Все, кто стоял возле него, протянули руки. Он отдал бумаги веселоглазой низенькой девушке и пошел со двора.
ГЛАВА ОДИННАДЦАТАЯ
Утомленно мигая красными, как от бессонницы, фарами и ощупывая ими дорогу впереди себя, машина медленно съезжала под гору. Петру Юхимовичу эта гора казалась символической — последняя гора за плечами. Через неделю — сессия райсовета, где он сложит свои полномочия председателя райисполкома, сдаст эту машину, и дальше на ней поедет кто-то помоложе, поэнергичнее. А он сядет на обочине на отдых. И станет больше смотреть уже не вперед, а назад, перебирая в памяти пройденные пути, считая оставшиеся позади перекрестки. Аккуратно, раз в месяц, станет он расписываться в пенсионной книжке. Его начнут приглашать на собрания в школы, на пионерские сборы, и он будет рассказывать о боях, о босых красноармейцах, усатых партизанах, — о славных минувших днях, кажущихся детям чем-то очень и очень далеким, видимым лишь сквозь туманную завесу, имя которой — история. В их глазах он уже и сам история. Они повяжут ему на шею красный галстук, потом выйдут под грохот барабана за ворота школы в поход и забудут о нем.
Стучит в сердце, просится и другая мысль:
«Всю жизнь ты рассыпал по пути зерна, а люди сейчас жнут колосья и вспоминают тебя. Да и не дадут они тебе греться на лежанке. Сам ты каждое утро будешь торопливо перечитывать районную газету, звонить в райком, в райисполком, ходить от учреждения к учреждению, потихоньку затягиваться папироской, сидя в последнем ряду, испробуешь своим кулаком крепость дубовой трибуны на сцене. Да в конце концов что тебе до того: вспомнят или не вспомнят. Ты радуйся тому, что посеял не куколь, а зерна».

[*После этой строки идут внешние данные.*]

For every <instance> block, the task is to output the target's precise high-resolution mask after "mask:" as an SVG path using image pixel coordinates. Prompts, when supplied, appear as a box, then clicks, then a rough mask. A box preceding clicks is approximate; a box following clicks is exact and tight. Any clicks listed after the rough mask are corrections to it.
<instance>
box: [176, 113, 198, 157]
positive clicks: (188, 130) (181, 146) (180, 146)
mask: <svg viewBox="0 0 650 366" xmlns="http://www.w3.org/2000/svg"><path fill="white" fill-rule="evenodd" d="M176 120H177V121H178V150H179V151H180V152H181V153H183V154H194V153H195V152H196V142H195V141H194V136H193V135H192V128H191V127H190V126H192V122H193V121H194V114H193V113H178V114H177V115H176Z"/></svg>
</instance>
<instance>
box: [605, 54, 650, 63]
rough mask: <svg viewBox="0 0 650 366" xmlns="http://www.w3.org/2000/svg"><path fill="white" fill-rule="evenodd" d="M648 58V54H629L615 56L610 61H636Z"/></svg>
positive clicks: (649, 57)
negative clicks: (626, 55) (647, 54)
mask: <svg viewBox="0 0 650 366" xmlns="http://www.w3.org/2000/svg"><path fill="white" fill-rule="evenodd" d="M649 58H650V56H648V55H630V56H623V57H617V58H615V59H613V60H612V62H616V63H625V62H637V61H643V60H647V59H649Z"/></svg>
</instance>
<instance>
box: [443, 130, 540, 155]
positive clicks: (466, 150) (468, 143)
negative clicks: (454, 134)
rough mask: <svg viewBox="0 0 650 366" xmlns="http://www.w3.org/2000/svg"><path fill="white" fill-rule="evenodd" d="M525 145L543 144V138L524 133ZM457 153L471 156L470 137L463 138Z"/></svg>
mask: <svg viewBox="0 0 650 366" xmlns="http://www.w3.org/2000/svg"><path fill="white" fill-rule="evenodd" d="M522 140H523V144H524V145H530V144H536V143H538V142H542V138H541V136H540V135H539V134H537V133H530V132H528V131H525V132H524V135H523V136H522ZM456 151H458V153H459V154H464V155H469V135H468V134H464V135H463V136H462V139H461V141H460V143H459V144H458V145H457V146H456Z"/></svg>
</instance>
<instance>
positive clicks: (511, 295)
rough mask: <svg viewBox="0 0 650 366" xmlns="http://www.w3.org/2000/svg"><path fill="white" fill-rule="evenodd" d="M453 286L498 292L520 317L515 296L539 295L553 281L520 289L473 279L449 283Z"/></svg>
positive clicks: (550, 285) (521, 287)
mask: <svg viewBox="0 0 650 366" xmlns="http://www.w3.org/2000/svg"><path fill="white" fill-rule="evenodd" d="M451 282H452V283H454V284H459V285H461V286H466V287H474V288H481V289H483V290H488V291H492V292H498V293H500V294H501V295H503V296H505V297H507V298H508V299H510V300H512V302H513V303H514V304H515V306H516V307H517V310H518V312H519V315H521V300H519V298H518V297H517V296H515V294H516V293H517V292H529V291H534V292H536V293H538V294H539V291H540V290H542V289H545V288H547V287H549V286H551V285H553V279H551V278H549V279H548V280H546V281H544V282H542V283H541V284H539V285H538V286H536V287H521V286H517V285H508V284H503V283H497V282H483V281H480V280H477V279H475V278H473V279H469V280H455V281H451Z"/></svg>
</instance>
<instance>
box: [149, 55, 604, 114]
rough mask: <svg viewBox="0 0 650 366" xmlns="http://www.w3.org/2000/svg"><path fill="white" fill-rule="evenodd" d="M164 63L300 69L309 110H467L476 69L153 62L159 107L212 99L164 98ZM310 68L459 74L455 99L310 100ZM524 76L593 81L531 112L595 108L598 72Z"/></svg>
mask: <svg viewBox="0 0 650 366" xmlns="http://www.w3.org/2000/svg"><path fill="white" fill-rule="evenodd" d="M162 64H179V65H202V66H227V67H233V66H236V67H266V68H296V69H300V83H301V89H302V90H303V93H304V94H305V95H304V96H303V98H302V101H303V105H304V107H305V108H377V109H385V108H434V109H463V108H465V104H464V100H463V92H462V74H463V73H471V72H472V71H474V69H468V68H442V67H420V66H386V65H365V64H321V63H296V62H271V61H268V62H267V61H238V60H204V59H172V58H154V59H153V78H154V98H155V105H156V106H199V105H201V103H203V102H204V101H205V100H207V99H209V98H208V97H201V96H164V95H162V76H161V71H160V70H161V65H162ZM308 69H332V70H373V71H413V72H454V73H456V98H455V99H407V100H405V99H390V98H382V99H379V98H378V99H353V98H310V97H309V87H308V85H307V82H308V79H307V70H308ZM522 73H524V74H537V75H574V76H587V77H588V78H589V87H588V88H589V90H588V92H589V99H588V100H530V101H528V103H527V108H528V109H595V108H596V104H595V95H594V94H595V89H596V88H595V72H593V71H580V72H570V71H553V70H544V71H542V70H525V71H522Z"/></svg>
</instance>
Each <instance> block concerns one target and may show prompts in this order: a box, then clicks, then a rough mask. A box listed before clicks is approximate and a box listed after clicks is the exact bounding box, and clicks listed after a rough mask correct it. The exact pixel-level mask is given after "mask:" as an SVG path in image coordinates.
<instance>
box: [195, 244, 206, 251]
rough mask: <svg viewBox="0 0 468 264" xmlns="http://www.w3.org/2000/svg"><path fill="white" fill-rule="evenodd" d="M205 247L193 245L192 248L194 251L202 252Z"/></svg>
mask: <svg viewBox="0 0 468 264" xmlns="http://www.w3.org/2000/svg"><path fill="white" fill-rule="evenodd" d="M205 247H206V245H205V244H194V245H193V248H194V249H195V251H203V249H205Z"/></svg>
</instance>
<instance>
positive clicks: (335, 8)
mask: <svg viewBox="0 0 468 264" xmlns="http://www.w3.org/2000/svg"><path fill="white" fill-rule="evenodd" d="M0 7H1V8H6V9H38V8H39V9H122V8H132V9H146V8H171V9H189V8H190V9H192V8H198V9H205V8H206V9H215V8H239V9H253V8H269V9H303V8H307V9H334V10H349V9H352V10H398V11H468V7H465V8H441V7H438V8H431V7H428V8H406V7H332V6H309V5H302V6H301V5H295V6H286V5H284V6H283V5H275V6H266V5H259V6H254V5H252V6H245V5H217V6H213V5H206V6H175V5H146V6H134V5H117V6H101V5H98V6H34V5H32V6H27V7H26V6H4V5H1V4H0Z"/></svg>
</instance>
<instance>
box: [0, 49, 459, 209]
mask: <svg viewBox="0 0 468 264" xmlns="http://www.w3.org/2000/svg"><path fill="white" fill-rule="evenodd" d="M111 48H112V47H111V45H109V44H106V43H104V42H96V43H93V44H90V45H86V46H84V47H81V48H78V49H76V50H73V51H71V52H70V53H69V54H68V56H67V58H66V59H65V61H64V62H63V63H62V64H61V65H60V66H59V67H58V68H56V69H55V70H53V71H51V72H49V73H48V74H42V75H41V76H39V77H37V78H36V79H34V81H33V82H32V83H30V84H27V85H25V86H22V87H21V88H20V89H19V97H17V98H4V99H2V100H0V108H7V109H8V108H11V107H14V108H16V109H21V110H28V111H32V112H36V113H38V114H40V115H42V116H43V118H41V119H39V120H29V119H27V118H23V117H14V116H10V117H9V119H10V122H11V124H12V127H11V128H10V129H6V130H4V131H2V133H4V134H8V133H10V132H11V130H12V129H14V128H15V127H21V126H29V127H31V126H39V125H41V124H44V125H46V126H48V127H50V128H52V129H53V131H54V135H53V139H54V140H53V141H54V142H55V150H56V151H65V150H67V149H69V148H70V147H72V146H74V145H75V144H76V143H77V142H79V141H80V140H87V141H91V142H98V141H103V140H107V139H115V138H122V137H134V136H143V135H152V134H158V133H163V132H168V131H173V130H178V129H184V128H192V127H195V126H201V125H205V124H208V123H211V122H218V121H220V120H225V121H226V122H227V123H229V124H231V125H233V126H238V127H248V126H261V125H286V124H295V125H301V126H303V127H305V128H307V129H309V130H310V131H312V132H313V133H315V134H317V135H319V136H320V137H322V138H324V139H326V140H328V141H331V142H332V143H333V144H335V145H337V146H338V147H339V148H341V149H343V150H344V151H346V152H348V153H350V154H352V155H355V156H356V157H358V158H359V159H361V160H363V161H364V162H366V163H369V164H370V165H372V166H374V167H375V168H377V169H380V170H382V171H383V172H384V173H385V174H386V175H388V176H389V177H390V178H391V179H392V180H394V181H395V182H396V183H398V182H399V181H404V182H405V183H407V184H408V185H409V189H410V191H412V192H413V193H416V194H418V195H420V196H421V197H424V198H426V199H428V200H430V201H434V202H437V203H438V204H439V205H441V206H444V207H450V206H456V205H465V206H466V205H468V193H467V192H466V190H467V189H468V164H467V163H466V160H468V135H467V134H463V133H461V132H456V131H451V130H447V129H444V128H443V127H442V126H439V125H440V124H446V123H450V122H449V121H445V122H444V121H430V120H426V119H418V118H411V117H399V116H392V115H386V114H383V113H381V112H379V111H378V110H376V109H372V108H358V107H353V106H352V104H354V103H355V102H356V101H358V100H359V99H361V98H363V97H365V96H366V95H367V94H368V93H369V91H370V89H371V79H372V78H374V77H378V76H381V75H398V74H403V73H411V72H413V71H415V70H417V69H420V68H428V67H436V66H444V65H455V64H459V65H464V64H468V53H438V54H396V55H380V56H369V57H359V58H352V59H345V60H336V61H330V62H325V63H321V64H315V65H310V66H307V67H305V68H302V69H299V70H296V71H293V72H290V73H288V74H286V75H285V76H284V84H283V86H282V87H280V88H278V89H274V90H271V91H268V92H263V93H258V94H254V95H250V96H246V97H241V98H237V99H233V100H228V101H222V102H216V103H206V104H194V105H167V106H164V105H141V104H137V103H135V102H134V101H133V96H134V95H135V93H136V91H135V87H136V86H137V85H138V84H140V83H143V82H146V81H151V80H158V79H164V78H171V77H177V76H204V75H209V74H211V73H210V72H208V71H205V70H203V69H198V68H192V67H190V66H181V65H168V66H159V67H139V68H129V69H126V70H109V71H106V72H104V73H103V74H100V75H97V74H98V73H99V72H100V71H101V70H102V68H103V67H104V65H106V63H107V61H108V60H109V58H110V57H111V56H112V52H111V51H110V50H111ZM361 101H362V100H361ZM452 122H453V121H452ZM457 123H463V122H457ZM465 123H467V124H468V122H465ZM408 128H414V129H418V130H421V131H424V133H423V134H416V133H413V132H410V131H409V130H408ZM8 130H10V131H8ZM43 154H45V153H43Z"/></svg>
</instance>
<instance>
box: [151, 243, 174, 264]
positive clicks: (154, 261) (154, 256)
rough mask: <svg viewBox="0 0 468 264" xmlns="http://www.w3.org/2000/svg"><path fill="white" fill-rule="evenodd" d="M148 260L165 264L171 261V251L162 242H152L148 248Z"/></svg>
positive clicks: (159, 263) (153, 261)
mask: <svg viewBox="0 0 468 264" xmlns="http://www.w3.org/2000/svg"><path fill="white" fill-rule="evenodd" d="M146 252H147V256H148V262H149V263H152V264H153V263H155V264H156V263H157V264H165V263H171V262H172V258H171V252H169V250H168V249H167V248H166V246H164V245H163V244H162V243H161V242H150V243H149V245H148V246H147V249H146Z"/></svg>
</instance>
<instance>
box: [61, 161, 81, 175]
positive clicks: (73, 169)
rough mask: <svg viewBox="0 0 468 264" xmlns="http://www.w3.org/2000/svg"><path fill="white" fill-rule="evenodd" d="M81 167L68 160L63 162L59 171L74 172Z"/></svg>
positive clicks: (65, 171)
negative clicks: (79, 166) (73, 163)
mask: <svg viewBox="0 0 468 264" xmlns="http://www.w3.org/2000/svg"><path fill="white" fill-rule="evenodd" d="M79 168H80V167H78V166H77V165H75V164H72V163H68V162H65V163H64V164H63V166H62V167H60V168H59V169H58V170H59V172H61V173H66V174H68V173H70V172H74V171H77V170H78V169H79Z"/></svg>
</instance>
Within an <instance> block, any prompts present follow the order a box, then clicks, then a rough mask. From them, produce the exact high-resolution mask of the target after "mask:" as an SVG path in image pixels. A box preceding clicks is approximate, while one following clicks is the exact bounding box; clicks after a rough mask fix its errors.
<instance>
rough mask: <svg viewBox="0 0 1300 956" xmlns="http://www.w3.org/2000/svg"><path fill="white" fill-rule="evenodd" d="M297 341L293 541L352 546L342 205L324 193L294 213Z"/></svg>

Но эту, другую мысль Петро Юхимович упорно гонит от себя. Так он готовил себя в пенсионеры.
Машина сползает с горы. Слева, вдоль Удая, темнел лес, справа рассыпались по подгорью огоньки. Бобрусь читал их, словно хороший охотник следы на снегу. А что, казалось бы, можно было прочитать по тем огонькам?
Внимательному глазу — многое. Вон там утомленно цедит во тьму желтоватый свет маленькое, почти вровень с землей, окошко: подслеповатый каганчик стоит на полу. Щупачка, вдова, шелушит возле печи фасоль или обминает калачики. Вытаращилась большим, занавешенным голубой шторой окном Ревина двадцатиметровка. И белые строганые столбы, сцепившись проводами, тоже идут к его двору. «А хату Щупачки обошли. Ишь, мудрецы! Ну, погодите, погодите!.. Я еще вам хвосты подкручу... То-то вы и план мне не показали... Уже списали на пенсию. Нет, поспешили...»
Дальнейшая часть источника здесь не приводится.